PayPal was the first iteration of electronic P2P payments, though the original platform is long gone and PayPal is only one of several participants in the market today, including mobile wallet providers, financial institutions and others.
According to First Annapolis research, electronic P2P is approximately an $80 billion to $120 billion market opportunity. According to Grill Rapid growth is being driven more by use cases like ad-hoc bill payment, micro-merchant purchases, and intra-family transfers, than by the “split the dinner bill” transactions historically associated this type of network.
According to First Annapolis, over half of the solutions evaluated now facilitate new user registration entirely from a mobile device, and 75 percent can leverage the user’s existing contacts list to populate recipient information, a feature that is highly correlated with a faster consumer transaction sequence.
Grill and several other speakers at the conference pointed out that speed is one of the issues that is critical for the acceptance of all types of payments.

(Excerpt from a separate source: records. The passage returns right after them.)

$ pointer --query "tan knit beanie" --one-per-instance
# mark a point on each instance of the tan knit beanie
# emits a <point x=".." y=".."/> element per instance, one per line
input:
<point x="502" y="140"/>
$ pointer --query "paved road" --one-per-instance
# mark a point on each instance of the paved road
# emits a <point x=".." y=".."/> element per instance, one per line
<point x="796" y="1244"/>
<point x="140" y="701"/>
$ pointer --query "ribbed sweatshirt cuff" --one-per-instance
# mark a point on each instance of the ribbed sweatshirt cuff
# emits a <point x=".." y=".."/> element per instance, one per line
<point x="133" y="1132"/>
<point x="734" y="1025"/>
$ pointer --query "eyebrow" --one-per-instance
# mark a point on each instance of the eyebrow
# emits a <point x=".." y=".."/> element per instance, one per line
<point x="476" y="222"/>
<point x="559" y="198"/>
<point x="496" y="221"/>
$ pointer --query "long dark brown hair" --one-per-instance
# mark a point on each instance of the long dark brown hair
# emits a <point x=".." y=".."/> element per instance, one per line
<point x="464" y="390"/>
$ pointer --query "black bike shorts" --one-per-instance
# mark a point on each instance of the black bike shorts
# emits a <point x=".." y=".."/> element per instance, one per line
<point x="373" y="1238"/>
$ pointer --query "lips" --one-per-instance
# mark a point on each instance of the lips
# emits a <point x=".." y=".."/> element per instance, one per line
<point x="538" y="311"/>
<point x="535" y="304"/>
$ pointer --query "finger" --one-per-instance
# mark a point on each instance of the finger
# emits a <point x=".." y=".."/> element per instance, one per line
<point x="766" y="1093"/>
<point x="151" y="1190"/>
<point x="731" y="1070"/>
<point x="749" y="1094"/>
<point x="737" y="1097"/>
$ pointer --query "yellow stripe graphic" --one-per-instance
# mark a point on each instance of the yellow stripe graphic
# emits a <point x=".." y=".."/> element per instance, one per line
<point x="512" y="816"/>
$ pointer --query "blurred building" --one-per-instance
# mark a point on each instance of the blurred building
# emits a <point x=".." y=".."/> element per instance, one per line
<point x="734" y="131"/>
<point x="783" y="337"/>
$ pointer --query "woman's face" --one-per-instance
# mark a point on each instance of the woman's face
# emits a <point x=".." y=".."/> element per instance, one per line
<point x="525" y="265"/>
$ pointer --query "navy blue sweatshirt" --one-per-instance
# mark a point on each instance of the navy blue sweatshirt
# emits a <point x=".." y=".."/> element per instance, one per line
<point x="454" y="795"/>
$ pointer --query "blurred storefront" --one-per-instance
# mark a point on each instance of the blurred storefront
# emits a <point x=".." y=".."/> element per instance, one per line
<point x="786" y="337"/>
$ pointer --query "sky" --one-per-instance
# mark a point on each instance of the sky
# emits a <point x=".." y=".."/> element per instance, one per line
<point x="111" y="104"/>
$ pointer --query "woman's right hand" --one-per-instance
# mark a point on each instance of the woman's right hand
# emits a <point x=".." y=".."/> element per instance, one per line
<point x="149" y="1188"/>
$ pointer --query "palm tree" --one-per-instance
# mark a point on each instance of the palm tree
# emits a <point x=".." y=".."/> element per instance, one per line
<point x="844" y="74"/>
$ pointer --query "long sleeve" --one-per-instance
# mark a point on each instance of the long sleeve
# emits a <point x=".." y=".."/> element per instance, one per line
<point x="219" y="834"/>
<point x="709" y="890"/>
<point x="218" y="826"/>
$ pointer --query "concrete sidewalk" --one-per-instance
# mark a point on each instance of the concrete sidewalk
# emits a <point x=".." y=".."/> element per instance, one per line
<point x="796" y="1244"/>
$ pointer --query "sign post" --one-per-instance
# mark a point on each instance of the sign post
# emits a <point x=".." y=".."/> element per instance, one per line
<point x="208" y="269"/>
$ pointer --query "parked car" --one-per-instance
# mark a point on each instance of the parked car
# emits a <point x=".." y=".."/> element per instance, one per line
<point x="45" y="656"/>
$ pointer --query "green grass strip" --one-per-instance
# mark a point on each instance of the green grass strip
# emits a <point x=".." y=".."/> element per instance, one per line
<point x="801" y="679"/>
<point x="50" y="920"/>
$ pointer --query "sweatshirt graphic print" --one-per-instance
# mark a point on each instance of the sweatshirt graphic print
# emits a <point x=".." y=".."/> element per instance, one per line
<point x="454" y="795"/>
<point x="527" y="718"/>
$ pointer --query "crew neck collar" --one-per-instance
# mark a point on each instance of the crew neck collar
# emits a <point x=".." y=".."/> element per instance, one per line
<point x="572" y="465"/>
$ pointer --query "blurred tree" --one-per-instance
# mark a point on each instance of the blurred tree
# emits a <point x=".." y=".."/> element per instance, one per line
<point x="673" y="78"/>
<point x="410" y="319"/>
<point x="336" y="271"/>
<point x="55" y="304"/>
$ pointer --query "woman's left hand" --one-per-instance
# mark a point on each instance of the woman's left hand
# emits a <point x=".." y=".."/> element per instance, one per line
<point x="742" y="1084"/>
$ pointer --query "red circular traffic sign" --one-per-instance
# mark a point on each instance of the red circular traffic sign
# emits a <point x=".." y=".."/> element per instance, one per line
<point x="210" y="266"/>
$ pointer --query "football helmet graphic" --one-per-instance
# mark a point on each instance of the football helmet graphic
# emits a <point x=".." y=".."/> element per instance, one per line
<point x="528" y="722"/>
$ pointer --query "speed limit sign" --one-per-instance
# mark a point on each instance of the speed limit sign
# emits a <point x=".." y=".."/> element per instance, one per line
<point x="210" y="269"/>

For financial institutions, person-to-person payment is a challenging business because in and of itself it is not a profitable offering, according to Grill. However, the feature does help financial institutions build or enhance its relationship with its customers.
“P2P payments is a natural extension of bill payment,” Grill said, adding that the ability to integrate P2P with contact lists is an essential element of advancing these payments because it makes them that much simpler to use.